“King Richard” opens by following its titular character, Richard Williams (Will Smith), as he hawks his 78-page plan for tennis domination to the privileged and unsuspecting country club members. His Louisiana accent and brazen confidence voices over affluent suburbia, unrelenting in its belief of inevitable success. The thesis is clear — practice may make perfect, but family and determination make Williams.
To call the tennis careers of sisters Venus and Serena Williams “groundbreaking” would be a grotesque understatement. Over the course of their nearly 3-decade-long careers, the sisters have redefined the tactical mind game of tennis and reshaped it in their image. A cinematic telling of the pair’s steady climb to global stardom could have easily cemented itself as the quintessential sports flick. But for director Reinaldo Marcus Green, “King Richard” rejects the expected, depicting the Williams family as more than their tennis powerhouse duo.
Despite what the sporty premise suggests, above all, “King Richard” explores the strength of familial love. Between practice sessions and junior tournaments, the film is at its best when depicting the whole Williams family piled into their VW bus, quipping and squabbling as all families do.
Portraying Venus and Serena are Saniyya Sidney and Demi Singleton, whose on-screen charisma and chemistry push an already joyous film to positively heartwarming new heights. The love the two sisters hold for one another radiates from the screen, basking the film in its warm glow. It’s like honey — soft, sweet and can’t seem to help but stick on to everything it touches.
Smith, too, serves as a source of the family atmosphere encapsulating the flick. He is no stranger to depicting fatherly love on the big screen, with his portrayal of Chris Gardner in “The Pursuit of Happyness” turning 15 years old this year. In “King Richard,” however, his performance is distinct. Where Smith’s Gardner was quietly strong, his Williams is a force of nature; his affection is both tough and soft, manifested in loud, proud and fierce unconditional protection.
As any great biopic should, “King Richard” manages to transport its audience straight into ‘90s Americana — with nylon tracksuits and primary colors galore. Cinematographer Robert Elswit makes use of soft lighting and low saturation to visually sell the decade. With the fast-paced action saved for the courts, Elswit’s work is a warm hug of nostalgic bliss.
The film, however, is not without flaws — though it does tend to ignore those of its main character. In the third act, as the film reaches its emotional climax, Richard’s wife Oracene Price (Aunjenue Ellis), confronts some of the hypocrisy of his mantra and selfishness of his actions in the kitchen of their new Florida home. Ellis delivers a stellar performance over the biopic’s entirety, but it is in that much-needed refresher of a monologue that she truly shines.
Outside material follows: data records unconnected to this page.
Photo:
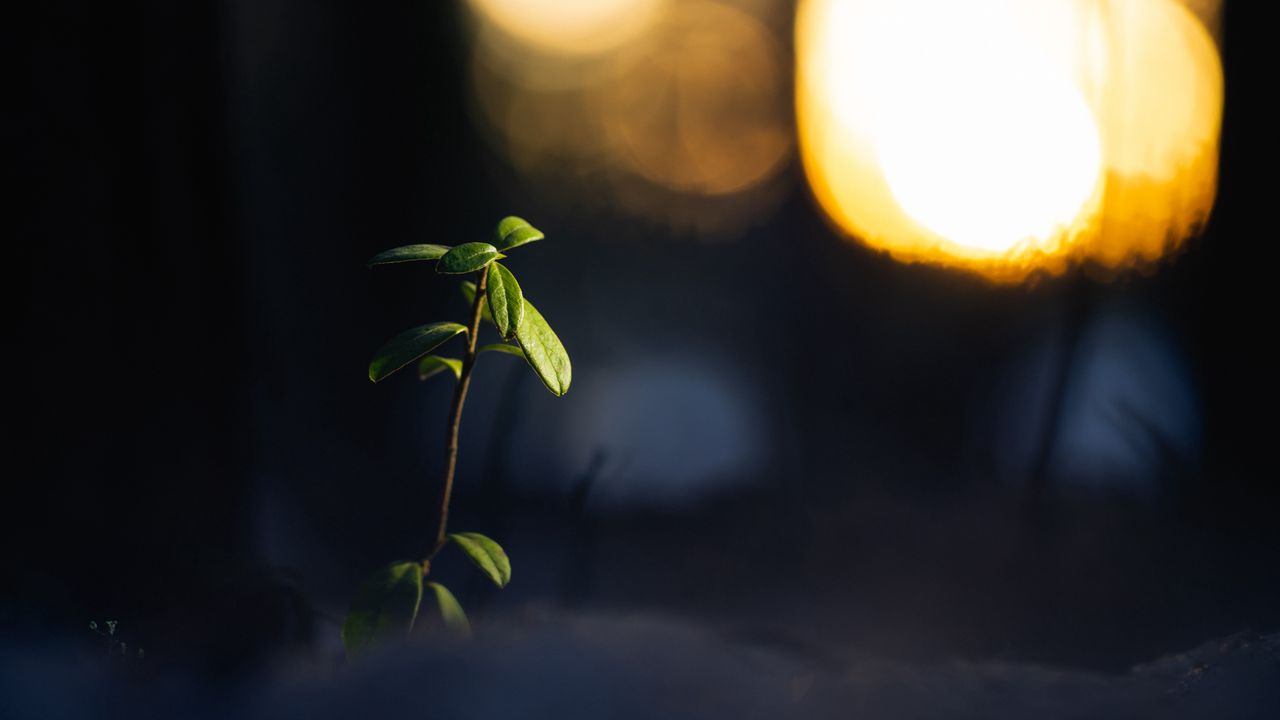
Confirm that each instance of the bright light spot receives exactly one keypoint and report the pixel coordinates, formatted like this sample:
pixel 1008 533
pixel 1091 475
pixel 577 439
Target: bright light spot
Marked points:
pixel 1009 136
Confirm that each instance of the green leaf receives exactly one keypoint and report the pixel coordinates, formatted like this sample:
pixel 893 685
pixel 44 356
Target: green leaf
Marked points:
pixel 385 606
pixel 513 232
pixel 434 365
pixel 506 302
pixel 469 292
pixel 502 347
pixel 408 346
pixel 408 254
pixel 451 611
pixel 466 258
pixel 544 351
pixel 487 555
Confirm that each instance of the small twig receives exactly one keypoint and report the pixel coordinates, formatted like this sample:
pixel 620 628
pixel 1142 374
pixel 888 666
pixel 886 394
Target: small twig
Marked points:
pixel 460 396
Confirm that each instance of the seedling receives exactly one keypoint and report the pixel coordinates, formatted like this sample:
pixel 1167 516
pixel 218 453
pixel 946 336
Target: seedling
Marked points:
pixel 387 604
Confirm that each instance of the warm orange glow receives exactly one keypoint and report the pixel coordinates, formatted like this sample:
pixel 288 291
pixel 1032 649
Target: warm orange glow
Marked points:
pixel 1008 136
pixel 682 121
pixel 570 27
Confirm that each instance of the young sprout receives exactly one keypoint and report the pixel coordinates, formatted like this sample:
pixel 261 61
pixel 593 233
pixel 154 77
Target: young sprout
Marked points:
pixel 387 604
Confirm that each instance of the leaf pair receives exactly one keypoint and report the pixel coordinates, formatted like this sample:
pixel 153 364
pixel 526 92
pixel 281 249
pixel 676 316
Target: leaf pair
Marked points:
pixel 385 606
pixel 385 609
pixel 469 256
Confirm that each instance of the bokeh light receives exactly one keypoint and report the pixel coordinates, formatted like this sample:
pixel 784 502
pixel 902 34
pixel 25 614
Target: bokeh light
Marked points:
pixel 1011 137
pixel 684 122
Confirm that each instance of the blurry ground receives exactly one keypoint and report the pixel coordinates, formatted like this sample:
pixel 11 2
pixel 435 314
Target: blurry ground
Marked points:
pixel 568 666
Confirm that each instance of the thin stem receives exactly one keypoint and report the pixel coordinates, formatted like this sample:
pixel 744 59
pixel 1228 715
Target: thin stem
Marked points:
pixel 460 396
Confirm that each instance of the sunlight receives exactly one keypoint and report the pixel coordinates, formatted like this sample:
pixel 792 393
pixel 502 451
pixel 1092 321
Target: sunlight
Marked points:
pixel 1008 136
pixel 570 27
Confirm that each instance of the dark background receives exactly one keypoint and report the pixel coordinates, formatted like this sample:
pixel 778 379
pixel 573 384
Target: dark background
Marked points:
pixel 200 455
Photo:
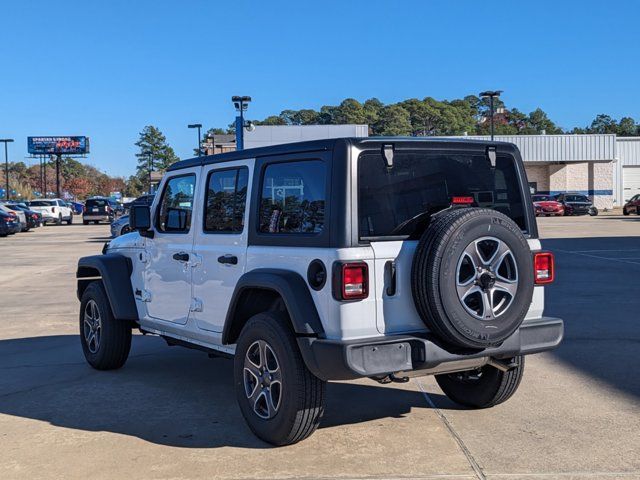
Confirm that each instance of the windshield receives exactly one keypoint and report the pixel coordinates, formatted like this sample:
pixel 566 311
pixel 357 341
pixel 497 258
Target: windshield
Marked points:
pixel 96 203
pixel 399 202
pixel 576 198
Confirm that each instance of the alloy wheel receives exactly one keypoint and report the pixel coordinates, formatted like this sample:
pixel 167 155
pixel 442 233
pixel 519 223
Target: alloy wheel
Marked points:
pixel 262 379
pixel 487 278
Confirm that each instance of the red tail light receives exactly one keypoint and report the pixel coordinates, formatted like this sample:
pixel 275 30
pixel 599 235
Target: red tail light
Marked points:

This, however, isn’t enough to make up for an otherwise slight refusal to face Richard Williams is, like any human being, flawed. Everything brought out in the kitchen scene is promptly forgotten scenes later. It seems as if Green wanted to create a complex character without fully diving into what that complexity means.
This is not to say the film is without depth. The Williamses certainly didn’t have it easy, and there is no effort to depict their triumph as such. In a sport traditionally dominated by the wealthy and white, “King Richard” revels in unapologetic Blackness — from its soundtrack’s blend of Motown and golden-era hip-hop, to real discussions on what it means to strive for success in a society against oneself.
King Richard is nothing but love — of family, of sport, of self. As the credits roll, the audience can’t help but fill with determination and a belief that anything is possible. Love-all.